Other megalomaniac architects include Philip Johnson and Le Corbusier. Le corbusier isn’t his real name, it’s the name he’s given himself and Philip Johnson modelled his look on him. 

‘Through almost seven hundred pages of elaborate plot, stilted speeches, and overwrought emotions, [Ayn] Rand’s ideological cartoon of a book (she also wrote the screenplay) pits the individual, whose undaunted ego is the fountainhead of all praise-worthy human activity, against the common man, Rand’s rabble, who, fearing the individual, attempts to destroy or reduce him to its own base level.

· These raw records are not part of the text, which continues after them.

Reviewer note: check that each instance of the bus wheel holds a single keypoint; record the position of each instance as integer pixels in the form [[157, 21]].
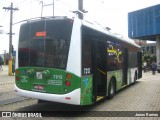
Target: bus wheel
[[111, 89]]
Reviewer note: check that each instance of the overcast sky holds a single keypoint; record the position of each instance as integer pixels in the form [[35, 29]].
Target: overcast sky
[[110, 13]]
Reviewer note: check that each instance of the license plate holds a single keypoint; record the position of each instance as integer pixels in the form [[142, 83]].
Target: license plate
[[39, 75], [39, 87]]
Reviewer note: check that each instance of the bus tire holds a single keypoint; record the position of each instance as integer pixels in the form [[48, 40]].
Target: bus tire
[[111, 89]]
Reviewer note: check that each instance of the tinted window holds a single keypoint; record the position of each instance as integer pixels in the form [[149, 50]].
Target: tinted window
[[45, 50]]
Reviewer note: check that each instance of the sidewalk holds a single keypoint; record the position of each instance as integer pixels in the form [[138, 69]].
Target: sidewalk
[[4, 78]]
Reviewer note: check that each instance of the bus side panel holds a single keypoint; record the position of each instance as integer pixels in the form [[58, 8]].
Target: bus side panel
[[139, 62], [118, 76], [86, 90]]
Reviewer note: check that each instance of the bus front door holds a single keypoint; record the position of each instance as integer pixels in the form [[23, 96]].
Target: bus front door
[[125, 66], [99, 65]]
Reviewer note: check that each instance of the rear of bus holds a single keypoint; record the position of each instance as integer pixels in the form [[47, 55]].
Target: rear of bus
[[43, 52]]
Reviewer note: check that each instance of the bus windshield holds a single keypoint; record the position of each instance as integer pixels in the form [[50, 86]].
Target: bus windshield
[[45, 43]]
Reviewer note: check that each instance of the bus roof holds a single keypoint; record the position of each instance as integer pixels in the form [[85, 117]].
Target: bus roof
[[94, 26], [99, 28]]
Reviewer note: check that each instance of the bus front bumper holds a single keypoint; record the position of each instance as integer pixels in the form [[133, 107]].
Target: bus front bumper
[[69, 98]]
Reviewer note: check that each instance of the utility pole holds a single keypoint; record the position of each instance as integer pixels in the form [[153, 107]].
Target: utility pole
[[10, 36], [53, 8], [80, 8]]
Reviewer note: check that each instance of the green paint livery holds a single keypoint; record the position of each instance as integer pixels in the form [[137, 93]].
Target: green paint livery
[[46, 80], [86, 91]]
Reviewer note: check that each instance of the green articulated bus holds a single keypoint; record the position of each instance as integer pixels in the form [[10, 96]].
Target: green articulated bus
[[73, 61]]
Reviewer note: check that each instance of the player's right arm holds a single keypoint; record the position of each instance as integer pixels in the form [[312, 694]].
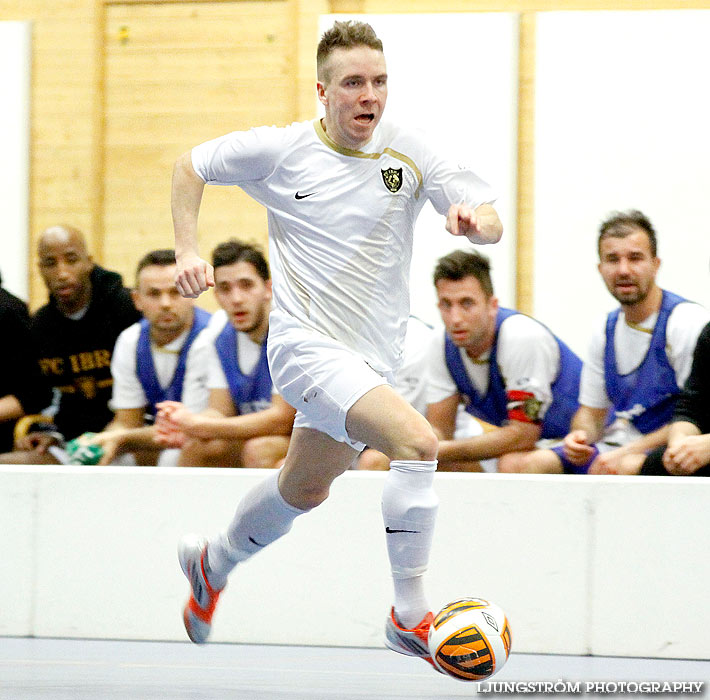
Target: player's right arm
[[587, 428], [194, 275], [442, 416]]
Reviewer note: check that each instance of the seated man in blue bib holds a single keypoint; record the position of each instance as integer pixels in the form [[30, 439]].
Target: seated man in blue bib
[[150, 360], [508, 369], [246, 424], [638, 360]]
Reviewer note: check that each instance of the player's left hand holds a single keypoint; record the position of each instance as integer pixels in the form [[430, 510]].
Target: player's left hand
[[462, 221], [111, 442], [686, 456]]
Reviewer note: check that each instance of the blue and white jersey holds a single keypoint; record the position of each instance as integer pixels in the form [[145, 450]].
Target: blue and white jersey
[[636, 370], [647, 395], [248, 380], [145, 366], [551, 403], [341, 223]]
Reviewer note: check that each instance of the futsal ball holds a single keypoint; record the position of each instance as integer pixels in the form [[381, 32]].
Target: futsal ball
[[470, 639]]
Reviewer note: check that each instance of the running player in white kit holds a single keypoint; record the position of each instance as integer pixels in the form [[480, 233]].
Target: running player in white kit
[[342, 195]]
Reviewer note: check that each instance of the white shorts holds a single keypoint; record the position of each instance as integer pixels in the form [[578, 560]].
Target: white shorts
[[320, 377]]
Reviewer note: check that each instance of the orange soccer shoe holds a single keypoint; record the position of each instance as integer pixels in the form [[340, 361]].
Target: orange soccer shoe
[[197, 614], [412, 642]]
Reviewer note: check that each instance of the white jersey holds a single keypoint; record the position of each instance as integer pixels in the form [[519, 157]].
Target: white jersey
[[341, 223], [528, 358], [127, 389]]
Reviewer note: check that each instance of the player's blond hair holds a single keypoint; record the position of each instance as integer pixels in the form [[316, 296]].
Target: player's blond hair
[[343, 35]]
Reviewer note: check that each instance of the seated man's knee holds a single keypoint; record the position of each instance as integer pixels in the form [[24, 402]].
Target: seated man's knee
[[265, 452], [372, 460], [535, 462], [207, 453]]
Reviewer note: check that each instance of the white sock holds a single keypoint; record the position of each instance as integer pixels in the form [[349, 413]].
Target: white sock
[[409, 505], [262, 517]]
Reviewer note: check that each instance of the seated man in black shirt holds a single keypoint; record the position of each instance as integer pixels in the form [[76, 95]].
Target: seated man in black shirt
[[75, 333], [22, 390], [688, 450]]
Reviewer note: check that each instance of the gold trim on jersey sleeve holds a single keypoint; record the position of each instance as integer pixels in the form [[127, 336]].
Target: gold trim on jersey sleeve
[[323, 136]]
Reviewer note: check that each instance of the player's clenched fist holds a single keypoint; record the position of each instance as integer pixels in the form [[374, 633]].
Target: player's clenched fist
[[194, 275], [461, 220]]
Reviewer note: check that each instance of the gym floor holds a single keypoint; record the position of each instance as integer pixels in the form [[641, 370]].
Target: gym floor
[[62, 669]]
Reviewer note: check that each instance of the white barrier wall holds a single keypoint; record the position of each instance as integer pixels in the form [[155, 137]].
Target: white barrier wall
[[596, 565]]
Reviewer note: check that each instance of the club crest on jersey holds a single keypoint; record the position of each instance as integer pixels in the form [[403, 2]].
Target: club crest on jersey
[[392, 177]]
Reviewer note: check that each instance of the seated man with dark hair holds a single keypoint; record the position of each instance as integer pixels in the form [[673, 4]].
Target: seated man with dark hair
[[22, 389], [74, 333], [508, 369], [688, 450], [149, 360]]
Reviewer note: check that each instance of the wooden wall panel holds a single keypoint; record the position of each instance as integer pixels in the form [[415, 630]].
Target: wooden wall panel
[[178, 74], [189, 82]]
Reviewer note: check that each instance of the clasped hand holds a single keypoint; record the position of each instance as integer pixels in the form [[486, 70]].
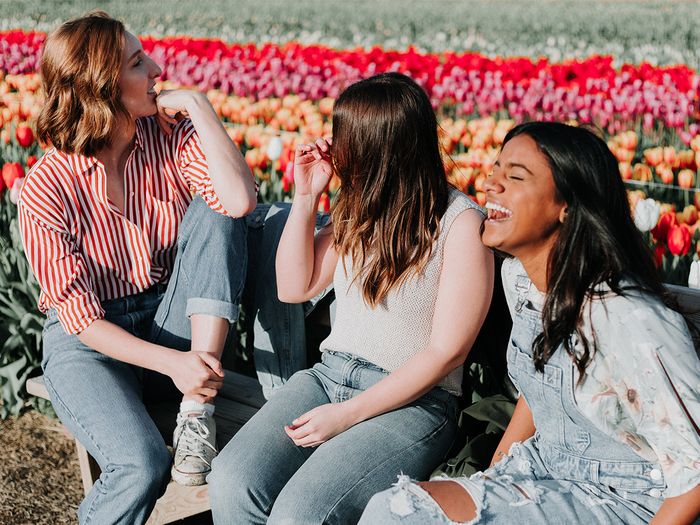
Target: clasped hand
[[319, 425], [198, 375]]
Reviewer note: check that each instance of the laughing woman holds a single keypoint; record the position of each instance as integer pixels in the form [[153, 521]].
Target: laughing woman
[[606, 427], [116, 241]]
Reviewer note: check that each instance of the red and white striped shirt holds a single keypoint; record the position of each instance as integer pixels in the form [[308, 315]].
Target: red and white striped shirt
[[82, 249]]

To translate her philosophy into fiction, the author cast her hero as an architect’

Albrecht, D. (1986), Designing Dreams: Modern Architecture in the Movies, London, Thames and Hudson, page 168

Locations.
How you use environments or locations to create sensory effects.

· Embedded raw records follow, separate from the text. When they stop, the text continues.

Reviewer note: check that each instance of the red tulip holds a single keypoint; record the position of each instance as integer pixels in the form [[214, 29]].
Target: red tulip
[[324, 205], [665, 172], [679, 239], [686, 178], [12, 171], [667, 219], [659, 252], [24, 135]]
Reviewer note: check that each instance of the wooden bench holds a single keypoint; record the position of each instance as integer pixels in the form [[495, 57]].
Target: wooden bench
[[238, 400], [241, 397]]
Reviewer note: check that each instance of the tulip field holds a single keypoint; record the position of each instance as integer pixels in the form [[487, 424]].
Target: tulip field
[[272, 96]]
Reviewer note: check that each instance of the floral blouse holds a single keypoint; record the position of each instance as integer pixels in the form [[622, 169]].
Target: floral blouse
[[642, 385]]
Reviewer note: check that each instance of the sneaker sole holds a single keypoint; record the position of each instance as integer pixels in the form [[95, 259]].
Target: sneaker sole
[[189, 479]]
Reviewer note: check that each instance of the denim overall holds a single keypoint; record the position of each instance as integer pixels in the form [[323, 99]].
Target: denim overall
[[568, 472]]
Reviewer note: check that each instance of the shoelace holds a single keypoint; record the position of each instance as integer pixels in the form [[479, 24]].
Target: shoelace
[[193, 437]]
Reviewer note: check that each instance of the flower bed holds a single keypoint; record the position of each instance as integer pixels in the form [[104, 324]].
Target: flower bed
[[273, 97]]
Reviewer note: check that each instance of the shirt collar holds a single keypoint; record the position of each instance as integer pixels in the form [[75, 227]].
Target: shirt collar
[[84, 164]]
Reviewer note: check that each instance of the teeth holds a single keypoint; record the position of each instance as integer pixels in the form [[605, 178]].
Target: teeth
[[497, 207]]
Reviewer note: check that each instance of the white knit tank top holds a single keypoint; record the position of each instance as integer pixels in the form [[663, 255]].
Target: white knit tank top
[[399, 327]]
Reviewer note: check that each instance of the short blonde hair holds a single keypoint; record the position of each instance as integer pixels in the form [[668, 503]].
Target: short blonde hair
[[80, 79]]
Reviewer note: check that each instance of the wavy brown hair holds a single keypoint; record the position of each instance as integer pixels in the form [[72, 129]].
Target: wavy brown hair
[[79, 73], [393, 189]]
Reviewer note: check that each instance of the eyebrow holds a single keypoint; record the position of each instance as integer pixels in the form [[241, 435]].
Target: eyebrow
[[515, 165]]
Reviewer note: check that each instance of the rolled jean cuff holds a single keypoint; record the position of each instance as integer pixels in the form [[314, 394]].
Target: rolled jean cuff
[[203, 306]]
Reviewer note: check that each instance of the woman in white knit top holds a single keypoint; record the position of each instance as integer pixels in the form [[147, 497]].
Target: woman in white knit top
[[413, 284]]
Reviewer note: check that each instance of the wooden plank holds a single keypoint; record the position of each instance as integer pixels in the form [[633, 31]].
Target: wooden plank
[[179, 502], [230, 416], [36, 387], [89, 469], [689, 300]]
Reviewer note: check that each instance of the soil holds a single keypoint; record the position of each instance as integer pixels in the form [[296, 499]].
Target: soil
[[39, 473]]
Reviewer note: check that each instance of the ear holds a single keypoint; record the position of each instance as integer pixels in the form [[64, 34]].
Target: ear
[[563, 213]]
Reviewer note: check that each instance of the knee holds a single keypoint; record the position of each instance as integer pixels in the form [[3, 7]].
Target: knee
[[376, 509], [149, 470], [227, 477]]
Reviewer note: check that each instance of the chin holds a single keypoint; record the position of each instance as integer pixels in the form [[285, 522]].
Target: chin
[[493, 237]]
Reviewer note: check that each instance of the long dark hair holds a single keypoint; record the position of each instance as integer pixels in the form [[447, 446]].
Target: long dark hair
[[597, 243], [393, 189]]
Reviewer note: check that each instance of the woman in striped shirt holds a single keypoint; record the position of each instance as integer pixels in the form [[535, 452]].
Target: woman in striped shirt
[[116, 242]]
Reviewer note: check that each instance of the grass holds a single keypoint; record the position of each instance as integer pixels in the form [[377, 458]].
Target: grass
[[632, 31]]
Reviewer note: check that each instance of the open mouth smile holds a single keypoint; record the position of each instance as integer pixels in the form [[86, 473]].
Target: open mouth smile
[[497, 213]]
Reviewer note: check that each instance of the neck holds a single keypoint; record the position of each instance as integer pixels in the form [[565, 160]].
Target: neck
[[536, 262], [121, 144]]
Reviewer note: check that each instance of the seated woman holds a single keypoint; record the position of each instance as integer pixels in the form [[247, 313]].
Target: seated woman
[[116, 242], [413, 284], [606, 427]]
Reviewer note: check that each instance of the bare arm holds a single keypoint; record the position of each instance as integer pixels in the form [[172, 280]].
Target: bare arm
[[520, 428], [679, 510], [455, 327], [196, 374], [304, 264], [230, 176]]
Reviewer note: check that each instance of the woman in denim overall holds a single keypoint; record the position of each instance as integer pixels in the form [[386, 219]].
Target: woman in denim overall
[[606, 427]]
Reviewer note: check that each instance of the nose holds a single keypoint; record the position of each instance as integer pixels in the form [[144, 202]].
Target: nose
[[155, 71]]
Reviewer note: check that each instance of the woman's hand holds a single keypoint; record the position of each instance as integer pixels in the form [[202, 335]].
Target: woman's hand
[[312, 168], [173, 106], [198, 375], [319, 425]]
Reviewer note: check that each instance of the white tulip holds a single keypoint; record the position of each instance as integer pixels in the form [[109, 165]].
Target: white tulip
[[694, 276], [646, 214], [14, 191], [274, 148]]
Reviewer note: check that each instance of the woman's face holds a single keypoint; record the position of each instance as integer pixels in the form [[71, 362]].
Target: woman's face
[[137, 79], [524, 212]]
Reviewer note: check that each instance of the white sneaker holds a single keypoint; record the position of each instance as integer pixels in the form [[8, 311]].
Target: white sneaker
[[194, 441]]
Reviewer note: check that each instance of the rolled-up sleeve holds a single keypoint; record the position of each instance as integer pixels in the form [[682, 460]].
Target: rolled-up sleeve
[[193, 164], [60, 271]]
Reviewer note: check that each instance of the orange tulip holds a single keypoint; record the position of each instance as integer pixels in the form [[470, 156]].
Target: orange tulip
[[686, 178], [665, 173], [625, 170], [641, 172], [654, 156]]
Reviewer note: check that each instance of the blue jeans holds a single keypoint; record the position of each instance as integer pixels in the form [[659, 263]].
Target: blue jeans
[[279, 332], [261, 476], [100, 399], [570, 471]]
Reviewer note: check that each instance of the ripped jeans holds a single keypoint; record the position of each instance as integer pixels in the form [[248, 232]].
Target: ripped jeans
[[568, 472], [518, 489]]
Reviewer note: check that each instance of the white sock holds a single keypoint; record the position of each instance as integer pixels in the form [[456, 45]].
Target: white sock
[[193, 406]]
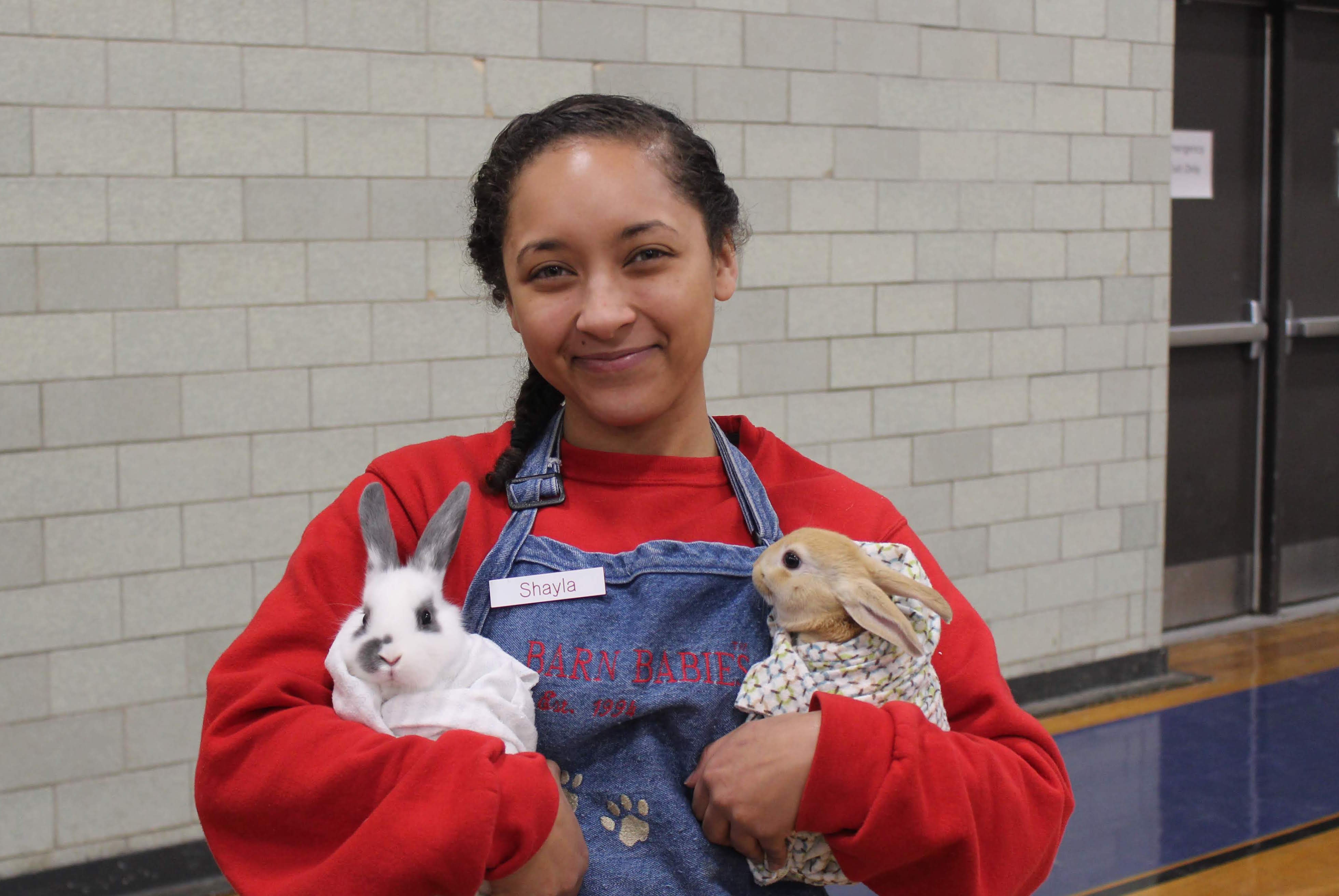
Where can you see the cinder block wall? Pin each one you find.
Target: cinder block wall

Edward Hopper, house by the railroad 1925
Pyscho house Universal Studios.

‘Milieus and architecture have always the same role in Hitchocock’s films; they function as psychic amplifiers of the story. Characteristically his films start off in an idylic and relaxed atmosphere. Scenes and buildings reflect a somewhat naïve and amusing balance of bourgeois life. As the story begins, however, a sense of foreboding begins to convey a negative content to the buildings. The very same architecture turns gradually into a generator and container of fear, and in the end, terror seems to have poisoned space itself'
Pallasmaa, J. (2001), The Architecture of Image: Existential Space in Cinema, page 25

‘The ‘oneiric house’ described by Gaston Bachelard has three or four floors: the middle ones are the stages of everyday life, the attic is the storage place of pleasant memories, where as the basement is the place for negative remembrances, pushed outside consciousness. In the final sequences of Psycho the different floors of Bates House obtain their meaning in accordance with Bachelard’s oneiric house. Beginning her survey of the enigma of the house in the attic, Lila is forced to a panicked escape own into the basement where she finds the terrifying mummified wigged corpse of Norman’s mother’
Pallasmaa, J. (2001), The Architecture of Image: Existential Space in Cinema, page 25 - 26

The Shining, very contrasting difference between the countryside and scary/creepy music.



Then we ended with this which not only questions the idea of characters with the built up environment they are in but leads nicely onto the consumerism lecture we have next with Richard.

I think the cities texts might be the most interesting to analyse so I think I'll try look at one of them whilst it's still fresh in my mind to write the analysis on.